Regular readers know that until banks provide ultra transparency they are 'black boxes'.

As 'black boxes', banks with deposits to lend cannot evaluate the risk of the banks looking to borrow.  The result is that interbank lending market remains frozen.

If banks cannot evaluate the risk of an investment in another bank, how can any other source of funding be expected to evaluate the risk of an investment in a bank?  They cannot and as a result, funding markets remain largely closed.
Rebuilding confidence will require banks to clear out the bad assets still clogging up their balance sheets. And Spain’s bank bailout illustrates the extent to which domestic regulators have allowed lenders to keep their problem loans hidden from view. 
Without ultra transparency, how can investors tell if the banks have cleared out the bad assets still clogging up their balance sheets?

As Spain shows, the regulators are not forcing the banks to address the bad assets.
Such a clean-up would clear the way for the creation of a pan-European banking union, backed by joint deposit insurance. That would help to break the toxic embrace between euro zone banks and governments.
Please re-read the highlighted text as your humble blogger has made exactly this argument in my blueprint for fixing the financial system.

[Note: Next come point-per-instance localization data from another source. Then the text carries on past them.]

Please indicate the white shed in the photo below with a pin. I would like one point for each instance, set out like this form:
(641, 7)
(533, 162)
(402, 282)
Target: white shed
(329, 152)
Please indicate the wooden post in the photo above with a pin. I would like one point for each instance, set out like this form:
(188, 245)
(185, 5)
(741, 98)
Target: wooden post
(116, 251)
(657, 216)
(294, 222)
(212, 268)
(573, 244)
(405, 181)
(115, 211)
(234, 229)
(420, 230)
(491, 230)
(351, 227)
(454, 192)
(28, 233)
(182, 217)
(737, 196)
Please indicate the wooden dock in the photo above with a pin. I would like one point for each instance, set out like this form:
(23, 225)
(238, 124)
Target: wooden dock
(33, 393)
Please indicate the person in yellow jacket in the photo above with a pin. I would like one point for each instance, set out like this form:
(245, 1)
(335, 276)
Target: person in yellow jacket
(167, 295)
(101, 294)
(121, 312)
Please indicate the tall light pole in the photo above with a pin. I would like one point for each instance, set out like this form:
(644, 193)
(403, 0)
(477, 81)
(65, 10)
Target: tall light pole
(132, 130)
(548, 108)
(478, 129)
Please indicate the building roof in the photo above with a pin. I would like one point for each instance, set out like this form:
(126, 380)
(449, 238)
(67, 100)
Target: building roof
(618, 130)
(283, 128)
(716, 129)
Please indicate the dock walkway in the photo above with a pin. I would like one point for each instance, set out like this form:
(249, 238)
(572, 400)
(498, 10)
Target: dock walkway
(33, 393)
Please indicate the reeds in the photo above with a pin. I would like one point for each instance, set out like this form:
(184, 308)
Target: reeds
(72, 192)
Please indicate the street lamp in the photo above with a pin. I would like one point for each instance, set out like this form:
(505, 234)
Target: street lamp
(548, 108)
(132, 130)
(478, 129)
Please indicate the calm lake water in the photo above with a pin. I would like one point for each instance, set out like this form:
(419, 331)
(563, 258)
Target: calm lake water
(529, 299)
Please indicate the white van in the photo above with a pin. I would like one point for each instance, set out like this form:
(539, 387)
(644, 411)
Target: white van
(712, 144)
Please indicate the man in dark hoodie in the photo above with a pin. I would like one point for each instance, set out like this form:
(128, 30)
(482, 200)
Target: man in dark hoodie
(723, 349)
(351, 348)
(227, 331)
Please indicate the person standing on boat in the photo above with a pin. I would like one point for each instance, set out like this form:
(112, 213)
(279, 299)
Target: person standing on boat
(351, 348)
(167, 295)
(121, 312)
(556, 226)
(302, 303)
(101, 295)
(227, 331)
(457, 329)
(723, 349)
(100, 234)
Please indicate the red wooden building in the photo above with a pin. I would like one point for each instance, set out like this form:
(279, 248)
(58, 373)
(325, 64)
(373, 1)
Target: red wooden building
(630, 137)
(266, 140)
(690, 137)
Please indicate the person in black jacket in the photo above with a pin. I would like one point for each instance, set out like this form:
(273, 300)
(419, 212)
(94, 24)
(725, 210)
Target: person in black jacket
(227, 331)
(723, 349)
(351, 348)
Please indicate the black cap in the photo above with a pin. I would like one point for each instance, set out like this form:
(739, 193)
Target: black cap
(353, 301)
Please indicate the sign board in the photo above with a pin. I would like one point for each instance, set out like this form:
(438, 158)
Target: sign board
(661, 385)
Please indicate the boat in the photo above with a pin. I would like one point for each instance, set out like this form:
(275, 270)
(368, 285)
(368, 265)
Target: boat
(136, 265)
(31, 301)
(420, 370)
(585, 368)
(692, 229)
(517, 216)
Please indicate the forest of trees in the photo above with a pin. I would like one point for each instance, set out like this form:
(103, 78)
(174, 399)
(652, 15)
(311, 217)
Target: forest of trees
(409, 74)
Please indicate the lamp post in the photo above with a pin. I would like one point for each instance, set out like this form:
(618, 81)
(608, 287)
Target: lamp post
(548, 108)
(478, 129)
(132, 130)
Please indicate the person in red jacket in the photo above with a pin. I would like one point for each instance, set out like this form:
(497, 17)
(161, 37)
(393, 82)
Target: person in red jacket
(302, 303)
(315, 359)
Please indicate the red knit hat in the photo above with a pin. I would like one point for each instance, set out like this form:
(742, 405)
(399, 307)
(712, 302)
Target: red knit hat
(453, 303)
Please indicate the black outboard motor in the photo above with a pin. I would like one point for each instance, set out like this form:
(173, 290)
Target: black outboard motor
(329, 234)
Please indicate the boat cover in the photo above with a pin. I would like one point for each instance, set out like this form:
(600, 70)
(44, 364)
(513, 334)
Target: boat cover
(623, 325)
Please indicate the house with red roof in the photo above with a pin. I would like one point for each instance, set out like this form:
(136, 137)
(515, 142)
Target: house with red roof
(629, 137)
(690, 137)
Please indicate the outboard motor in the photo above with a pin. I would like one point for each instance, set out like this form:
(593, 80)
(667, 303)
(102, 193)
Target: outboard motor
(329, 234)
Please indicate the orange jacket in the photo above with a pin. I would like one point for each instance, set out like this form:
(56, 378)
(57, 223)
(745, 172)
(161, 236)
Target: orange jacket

Our financial system is designed so that banks can protect the real economy by acting as a shock absorber and absorbing the losses on the excess debt in the financial system.

Banks can do this because of deposit insurance and access to central bank funding.  Deposit insurance and access to central bank funding allow banks to continue to operate and support the real economy even if the banks have low or negative book capital levels.

Deposit insurance effectively makes the taxpayers the banks' silent equity partner when they have low or negative book capital levels.

Hence, it is important to insure that depositors 'trust' the guarantee.  In Europe, this trust has been shaken by the threat to a) boot Greece from the EU ... this has created redenomination risk and b) the possibility of sovereign bankruptcy ... this has created doubts as to whether the deposit guarantee will be honored.

To insure that depositors 'trust' the guarantee, I have argued that the European Financial Stability Fund and the European Stability Mechanism should backstop the sovereign's deposit guarantee.  This should be the only use for these funds.

Please recall that the funds are not needed to bailout the banks.  Banks that are capable of generating earnings can rebuild their book capital levels over time.  Banks that are not capable of generating earnings can be merged into healthier banks or closed.

This completely severs the toxic link between bailing out the banks and their host government's access to funds.